Gemas melihat aktingnya di hadapan mas Juan. Entah setan apa yang merasuki dengan berani aku menyerangnya. Namun tangan kokoh mas Juan menghadang hingga membuatku terjatuh.
“Cukup Laras!”
“Mas, kamu kasar padaku?” aku benar-benar tak percaya. Selama satu tahun pernikahan kami mas Juan tidak pernah sedikit pun berlaku kasar terhadapku. Mulutnya memang pedas, tapi ia tak pernah sekali pun berani mengasariku seperti saat ini.
Aku berusaha berdiri, lantas menatap mas Juan kecewa. “Apa sih, yang membuatmu begitu percaya pada perempuan itu? Kau tahu, selama ini dia berbohong jika dirinya depresi!” beberku penuh emosi.
“Enggak, Mas! Apa yang dikatakan Mbak Laras itu enggak benar, itu fitnah.
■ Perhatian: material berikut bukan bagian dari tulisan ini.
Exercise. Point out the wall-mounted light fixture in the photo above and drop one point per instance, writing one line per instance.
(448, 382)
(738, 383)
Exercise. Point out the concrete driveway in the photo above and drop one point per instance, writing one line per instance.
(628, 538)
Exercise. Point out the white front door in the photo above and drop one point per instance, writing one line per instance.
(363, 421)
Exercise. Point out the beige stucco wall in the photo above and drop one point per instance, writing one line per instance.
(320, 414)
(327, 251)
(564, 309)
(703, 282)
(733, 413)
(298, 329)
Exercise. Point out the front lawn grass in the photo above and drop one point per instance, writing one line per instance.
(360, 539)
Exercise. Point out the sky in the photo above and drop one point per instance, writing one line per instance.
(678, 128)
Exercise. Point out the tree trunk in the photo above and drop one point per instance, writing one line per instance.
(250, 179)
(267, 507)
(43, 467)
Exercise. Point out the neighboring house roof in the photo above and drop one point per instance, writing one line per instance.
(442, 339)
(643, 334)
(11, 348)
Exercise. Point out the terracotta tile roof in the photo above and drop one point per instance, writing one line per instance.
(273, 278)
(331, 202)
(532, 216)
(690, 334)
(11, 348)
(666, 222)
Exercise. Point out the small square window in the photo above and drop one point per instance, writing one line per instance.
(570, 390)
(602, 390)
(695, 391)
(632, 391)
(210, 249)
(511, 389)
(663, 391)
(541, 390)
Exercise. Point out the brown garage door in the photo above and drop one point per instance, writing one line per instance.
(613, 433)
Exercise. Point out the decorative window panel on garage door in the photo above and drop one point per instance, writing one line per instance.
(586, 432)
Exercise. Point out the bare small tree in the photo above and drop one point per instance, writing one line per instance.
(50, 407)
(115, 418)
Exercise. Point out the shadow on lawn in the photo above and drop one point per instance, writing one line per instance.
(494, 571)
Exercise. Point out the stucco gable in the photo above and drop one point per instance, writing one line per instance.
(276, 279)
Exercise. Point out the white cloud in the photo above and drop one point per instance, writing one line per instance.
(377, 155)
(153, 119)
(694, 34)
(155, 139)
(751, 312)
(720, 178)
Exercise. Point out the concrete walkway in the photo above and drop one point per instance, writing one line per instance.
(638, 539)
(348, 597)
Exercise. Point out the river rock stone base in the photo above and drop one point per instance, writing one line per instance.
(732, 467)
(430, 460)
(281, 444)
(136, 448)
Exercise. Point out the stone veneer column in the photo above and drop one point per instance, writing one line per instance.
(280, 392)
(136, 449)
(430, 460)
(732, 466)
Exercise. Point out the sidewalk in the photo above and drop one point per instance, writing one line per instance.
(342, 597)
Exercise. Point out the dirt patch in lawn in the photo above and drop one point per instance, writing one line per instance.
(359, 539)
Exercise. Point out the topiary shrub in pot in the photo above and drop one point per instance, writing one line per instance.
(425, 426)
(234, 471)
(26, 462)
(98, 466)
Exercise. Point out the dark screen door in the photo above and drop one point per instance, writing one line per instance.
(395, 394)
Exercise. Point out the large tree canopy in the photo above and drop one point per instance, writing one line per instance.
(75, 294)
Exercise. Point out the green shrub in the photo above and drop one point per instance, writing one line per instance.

Mas kan tahu sendiri apa kata psikiater yang menanganiku, jika aku memang mengalami depresi usai kematian mama.” Mala mencoba berkelit sembari memasang wajah teraniaya.
“Sudah cukup!” teriak mas Juan, “Mala masuklah ke kamarmu dan obati luka-lukamu. Ayo, kuantar!” lanjutnya. Kemudian berjalan mendahului adik angkatnya itu.
Tanpa menoleh padaku mas Juan menaiki tangga bersama Mala yang mengekor di belakangnya.
Air mataku luruh begitu saja, melihat kenyataan bahwa mas Juan lebih percaya pada perempuan itu di bandingkan istrinya sendiri.
Di sana Mala menoleh padaku dan tersenyum mengejek. Membuatku ingin sekali menghajar perempuan yang selalu menampilkan wajah polos di depan mas Juan. Namun, di depanku bertingkah seperti nyonya besar tak ada sopan santun sama sekali.
“Tunggu pembalasanku!” geramku menatap tajam ke arahnya.
Flasback
Tubuhku terasa letih setelah seharian berkutat dengan pekerjaan rumah. Biasanya ada bik Imah yang bantu-bantu. Namun, karena hari ini ia mulai cuti untuk pulang kampung, jadi aku yang mengerjakan pekerjaan rumah sendirian.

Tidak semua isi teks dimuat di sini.